I could have shared with you all my notes from a visit at Ráspi restaurant in Fertőrákos but as I wrote in one of my previous posts, I considered them quite unreliable and decided not to publish them like that. Instead I tasted some of them again later at home, like these two wines a few days ago and I’ll share here with you my notes as I keep re-tasting them all.
Ráspi Leányka, 2007
Salty-Stony-mineral bouquet mingled with banana notes on the and with a tiny bit of a disturbing element (something like being corked not not quite). Interesting, in spite of this, not a common nose, but very Ráspi.

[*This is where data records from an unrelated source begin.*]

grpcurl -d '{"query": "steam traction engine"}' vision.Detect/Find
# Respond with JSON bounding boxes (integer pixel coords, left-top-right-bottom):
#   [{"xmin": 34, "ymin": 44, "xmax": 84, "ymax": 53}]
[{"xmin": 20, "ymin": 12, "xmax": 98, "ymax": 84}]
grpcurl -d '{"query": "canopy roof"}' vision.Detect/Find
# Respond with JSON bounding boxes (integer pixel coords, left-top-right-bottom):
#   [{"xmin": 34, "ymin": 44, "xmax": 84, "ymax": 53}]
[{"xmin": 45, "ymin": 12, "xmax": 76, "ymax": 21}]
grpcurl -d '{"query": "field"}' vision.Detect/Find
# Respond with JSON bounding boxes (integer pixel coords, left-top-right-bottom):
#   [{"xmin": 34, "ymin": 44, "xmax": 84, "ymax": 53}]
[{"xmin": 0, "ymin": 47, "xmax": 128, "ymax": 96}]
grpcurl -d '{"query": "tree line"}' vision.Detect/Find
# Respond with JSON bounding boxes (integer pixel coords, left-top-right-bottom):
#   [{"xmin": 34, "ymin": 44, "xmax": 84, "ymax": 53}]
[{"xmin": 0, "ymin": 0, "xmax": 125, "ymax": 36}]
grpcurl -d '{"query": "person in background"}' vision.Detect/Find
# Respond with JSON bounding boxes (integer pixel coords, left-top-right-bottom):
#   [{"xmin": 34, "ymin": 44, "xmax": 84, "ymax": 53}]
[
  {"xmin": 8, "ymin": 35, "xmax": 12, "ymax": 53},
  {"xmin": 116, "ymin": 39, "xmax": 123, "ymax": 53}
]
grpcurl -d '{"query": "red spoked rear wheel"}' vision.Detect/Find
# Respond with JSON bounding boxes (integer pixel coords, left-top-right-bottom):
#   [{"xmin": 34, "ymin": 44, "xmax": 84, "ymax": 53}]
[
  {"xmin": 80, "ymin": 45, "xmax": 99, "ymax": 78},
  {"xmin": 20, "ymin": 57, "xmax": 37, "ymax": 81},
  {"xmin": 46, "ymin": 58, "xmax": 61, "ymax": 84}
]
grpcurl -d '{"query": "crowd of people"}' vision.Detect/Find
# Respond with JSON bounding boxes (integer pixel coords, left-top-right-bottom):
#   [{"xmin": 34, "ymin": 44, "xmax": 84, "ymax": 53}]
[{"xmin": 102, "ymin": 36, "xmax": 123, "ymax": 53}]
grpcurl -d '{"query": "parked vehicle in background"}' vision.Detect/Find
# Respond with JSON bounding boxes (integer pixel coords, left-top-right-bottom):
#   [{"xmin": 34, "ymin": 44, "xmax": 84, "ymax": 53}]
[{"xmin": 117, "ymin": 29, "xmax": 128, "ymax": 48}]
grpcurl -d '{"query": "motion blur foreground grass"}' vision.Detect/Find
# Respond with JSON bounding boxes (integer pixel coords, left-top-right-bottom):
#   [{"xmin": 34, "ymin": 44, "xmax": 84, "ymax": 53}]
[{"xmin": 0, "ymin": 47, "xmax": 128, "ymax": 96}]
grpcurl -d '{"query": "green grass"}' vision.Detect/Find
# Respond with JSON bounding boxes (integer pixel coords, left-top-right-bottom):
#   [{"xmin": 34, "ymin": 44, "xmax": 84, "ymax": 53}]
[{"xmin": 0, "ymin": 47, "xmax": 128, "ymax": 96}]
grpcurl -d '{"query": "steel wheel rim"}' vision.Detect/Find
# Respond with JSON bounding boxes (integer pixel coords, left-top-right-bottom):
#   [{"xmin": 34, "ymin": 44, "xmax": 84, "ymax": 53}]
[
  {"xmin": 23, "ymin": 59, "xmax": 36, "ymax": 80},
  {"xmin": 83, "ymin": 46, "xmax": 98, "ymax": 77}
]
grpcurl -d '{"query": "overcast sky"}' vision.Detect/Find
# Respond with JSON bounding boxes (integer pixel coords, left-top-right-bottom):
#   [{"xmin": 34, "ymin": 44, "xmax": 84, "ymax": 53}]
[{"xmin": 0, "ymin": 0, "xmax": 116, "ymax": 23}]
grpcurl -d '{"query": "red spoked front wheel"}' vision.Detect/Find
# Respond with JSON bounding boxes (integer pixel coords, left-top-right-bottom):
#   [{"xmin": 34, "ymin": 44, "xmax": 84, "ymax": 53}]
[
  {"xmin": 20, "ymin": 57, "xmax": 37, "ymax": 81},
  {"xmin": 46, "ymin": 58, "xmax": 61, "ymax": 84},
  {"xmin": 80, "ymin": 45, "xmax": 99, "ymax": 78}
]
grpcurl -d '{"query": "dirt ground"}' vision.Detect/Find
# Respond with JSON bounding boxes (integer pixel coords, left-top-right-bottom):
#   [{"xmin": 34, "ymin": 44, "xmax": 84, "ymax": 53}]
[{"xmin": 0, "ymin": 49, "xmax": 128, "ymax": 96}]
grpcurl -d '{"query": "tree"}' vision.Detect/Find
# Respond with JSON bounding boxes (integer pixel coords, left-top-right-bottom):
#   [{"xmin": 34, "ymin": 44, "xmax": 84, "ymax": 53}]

On the palate the first thing coming into my mind is how little it gives back from the fruity nose. The salty-minerality’s there and I appreciate it, as always. Besides minerality, the wine has a bitter acidity character with some residual sugar, but the structure is flimsy. The short finish leaves mostly an unpleasant impression, supported by Mediterranean spices and a fruity element.
It’s an interesting wine with a major fault.
Very bright, lively rosé color with onion shell reflections.
It has a lively move too in the glass, releasing an interesting meat bouquet. On the palate it shows a bit robust body for a rosé, with dominant strawberry and raspberry notes and sweetness of residual sugar supported by enough acidity. But the wine could have a better structure. And there’s the compulsory salty minerality, especially in the long and pleasant finish.
Arriving late in the evening at the Bodri Pincészet I couldn’t visit the vineyards spread on 11 hectares around their cellar at Szekszárd-Faluhely (they have another 14 elsewhere) but from what I could see I’m suspecting that the valley must be beautiful in the daylight. Visitors can also appreciate the spacious cellar built recently using 100-years old bricks. And István Bodri is fun to listen to, but prepare to get an overflow of information very quickly. No bullshit though.
The Bodris are very proud of the technology they use and its proofs are everywhere. They’re producing more white wines than their fellow Szekszárd winemakers which I appreciated. They’re very well known locally but not so much elsewhere.
We started with a white Kadarka from 2007. It couldn’t be more interesting.
It has medium-bright color between rose and onion peel. Quite unusual and nice.
The floral nose (acacia) makes is desirable too. Fresh, round acidity with some sour underpinning but it’s OK. Medium body, well balanced.
I like this experimental approach and this proves that Kadarka is suitable for this tentative. Well done.
Score: 4 points
The Sauvignon Blanc Szelekció (Selection) from 2007 has 13.7% alcohol. Szekszárd wines often have high alcohol but I don’t mind it when it comes with a nice body and a right level of acidity.
It’s almost totally translucent. The nose is wet grass, gooseberry and a good deal of bad egg. According to the winemaker, it was aged in new oak but that’s not obvious. It has a small body and long, a bit bitter finish with pineapple, pear and grapefruit elements.
Bodri Olaszrizling 2007 has a very pale bright color and a not very intense palate despite a larger body than the previous ones. It could have more acidity.
Rozi, the rosé has one of the best nose I had a chance to find in a Hungarian rosé, if not the best. Intense, but still light-weight strawberry and strawberry jam, elegant, perfume-y. And it’s definitely Kékfrankos. On the palate it’s more stewed cherry-like.
I forgot to give it a score then, now I would say at least 5-, 5.